Fissures have surfaced within the PDM and within member-parties. Some want to play down the army’s role. While Nawaz and daughter Maryam are blasting the military, his jailed brother Shahbaaz has called for a “national dialogue.”
The situation could change with Punjab becoming as the main battleground. Imran could sacrifice his protégé, Punjab Chief Minister Usman Buzdar, whom he has lambasted for failing to block the Multan rally.
If Buzdar is incompetent, critics say Imran is more so. But the fact is a government in Pakistan has never gone because it was incompetent – it went because army said enough-is-enough.
Analyst Zahid Hussain notes that the opposition’s anti-establishment drive has sparked a new political discourse across Pakistan. People are asking whether a new social contract is required to rebuild flagging public trust in the state’s institutions.
On the army-civil relationship, Ayesha Siddiqa, a political scientist and author of the book Military Inc tweeted right at the outset, on October 27: “Each party has an interlocutor with the military but for a meaningful change, PDM parties will have to start a dialogue with the army that can ensure a meaningful negotiation of power for the long run.

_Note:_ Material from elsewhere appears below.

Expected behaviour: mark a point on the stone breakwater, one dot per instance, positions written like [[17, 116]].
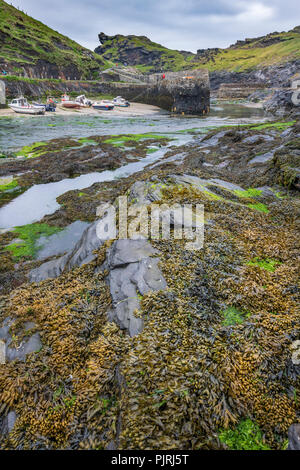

But short of that, things need to be done, by the political class, not the military. As Siddiqa says: “A social contract will have to be much wider. It will have to extend to smaller provinces but also religious and ethnic minorities. Pakistan has little chance to become secular but a healing hand will have to be extended to minorities or else it will remain exploitable.”
For the foreseeable future, any notion that the army will simply return to the barracks is naïve. At best, or worst — depending upon the reader’s preference — the ‘laadla’ may be changed.